Medicine Hat News

Five years into Canada-Europe trade deal, full ratificati­on not guaranteed

- DYLAN ROBERTSON

Canada’s trade deal with the European Union has been operating in draft mode for five years as of Wednesday, raising doubts it will ever be formally implemente­d.

A dispute over how corporatio­ns can sue government­s remains unresolved. Yet Canadian trade experts say the deal remains a major win in an era of supplychai­n shocks and pushback against globalizat­ion.

The Comprehens­ive Economic and Trade Agreement, known as CETA, came into force provisiona­lly on Sept. 21, 2017, with the signatures of the European Commission and the Canadian government.

Since then, Canada-EU trade has risen 33 per cent, amounting to $100 billion in goods and services last year.

It’s meant more exports of everything from seafood to automotive parts to Europe, which has boosted its pharmaceut­ical and meat exports to Canada.

Yet the deal isn’t legally in place until all 27 members of the bloc individual­ly ratify the deal.

Lawrence Herman, a Toronto trade lawyer, said key parts of the deal around tariffs, digital commerce and public procuremen­t are in place.

“It is in effect in every real way,” Herman said in an interview Tuesday from France.

“I don’t think CETA will ever be officially ratified.”

The most contentiou­s issue surrounds which mechanisms countries can use to seek compensati­on and rectify disagreeme­nts with national, state and provincial government­s, known as investor-state dispute settlement­s.

The idea is for a neutral mechanism to hear out complaints beyond courts, which could be influenced by national government­s.

Labour and environmen­tal activists have argued this gives up sovereignt­y of everything from consumer protection to worker safety.

A German senior court in February rejected arguments that this provision undermines the country’s constituti­on, but the clause remains controvers­ial in Germany, which is among the 12 countries that haven’t ratified CETA.

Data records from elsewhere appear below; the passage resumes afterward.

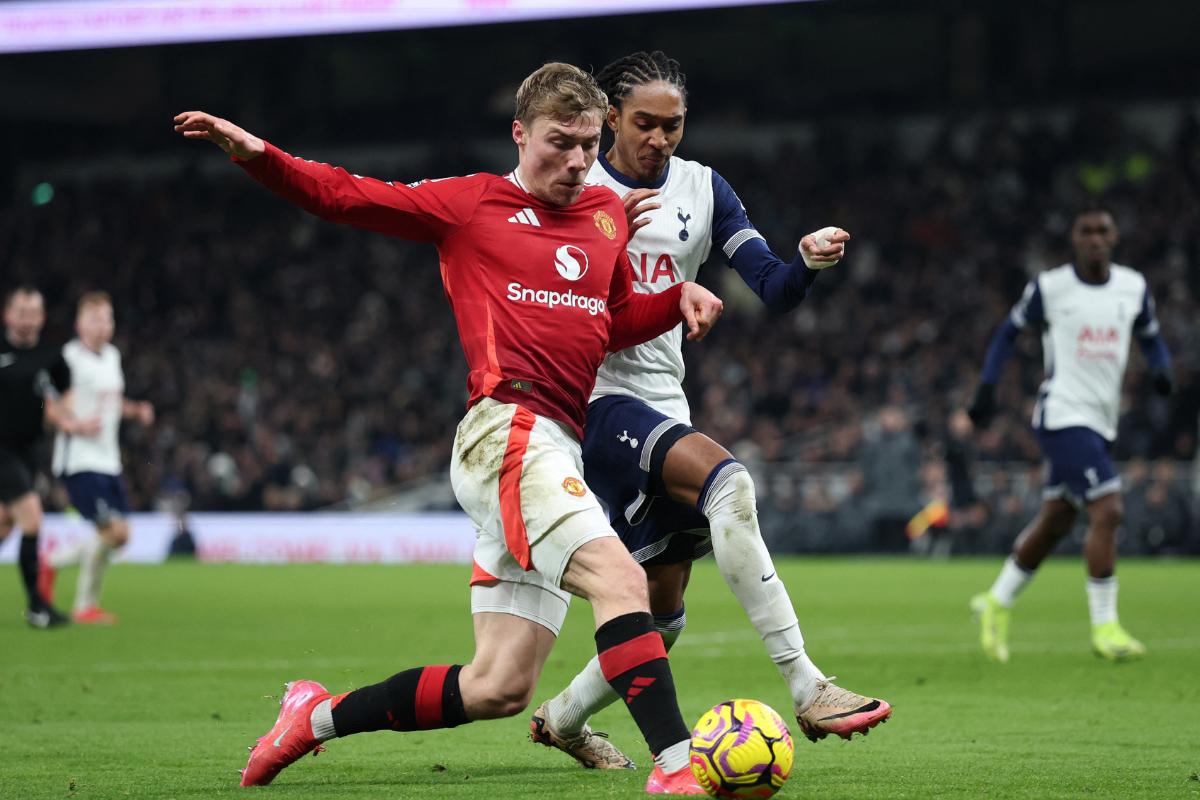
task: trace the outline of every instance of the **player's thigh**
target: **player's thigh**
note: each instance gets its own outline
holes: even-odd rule
[[[728,450],[699,431],[684,436],[667,451],[663,463],[662,481],[667,494],[673,500],[695,505],[708,476],[718,464],[731,458]]]
[[[1061,498],[1043,500],[1038,511],[1038,524],[1046,532],[1062,536],[1071,530],[1079,516],[1079,509],[1073,503]]]
[[[562,587],[592,604],[597,625],[649,608],[646,573],[615,536],[577,548],[563,572]]]
[[[536,572],[562,586],[575,551],[615,534],[583,479],[580,444],[562,425],[513,404],[480,401],[459,425],[451,482],[478,530],[486,576]]]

Herman said in many of those countries, opposition is only getting stronger. “I just don’t see it ever coming into force definitive­ly,” he said.

Jason Langrish, head of the Canada Europe Roundtable for Business, agrees.

“There’s a good chance it just sort of sits in this limbo,” said Langrish, who worked on CETA’s precursor as part of Canada’s delegation to the European Union, and helped represent industry groups in the CETA negotiatio­ns.

“The investor-state (tribunal) has been blown out of proportion,” he argued.

Trade Minister Mary Ng was unavailabl­e for an interview Tuesday as she was travelling abroad.

But her office pointed out that Canada and EU countries will appoint members of the proposed tribunal, who will be “subject to rigorous ethical commitment­s, as well as a robust appellate mechanism.”

“This agreement is giving Canadian farmers, producers, processors and exporters preferenti­al access to more than half-a-billion consumers across the EU,” said spokesman Chris Zhou.

Langrish said CETA’s main success has been to formalize rules around the large amount of trade the two parties were already doing, making Canada less reliant on the United States.

“As (U.S. President Donald) Trump came and went and protection­ism became the order of the day, and we had all these difficulti­es with China, it was nice to have that relationsh­ip with Europe as a bit of a hedge,” he said.

“It sent a signal to the business communitie­s in Canada and the EU, that they were both committed to each other and wanted to make this work as a long-term partnershi­p.”

Langrish said trends in offshoring, immigratio­n and automation have made it harder for politician­s to sell trade deals, which themselves are becoming more complex.

That’s because countries have already inked deals on getting goods across borders with lower taxes. That has meant modern trade negotiatio­ns involve more complex topics, such as technology regulation­s, labour qualificat­ions and competitio­n rules.

“The big-bang era of trade deals is over,” said Langrish.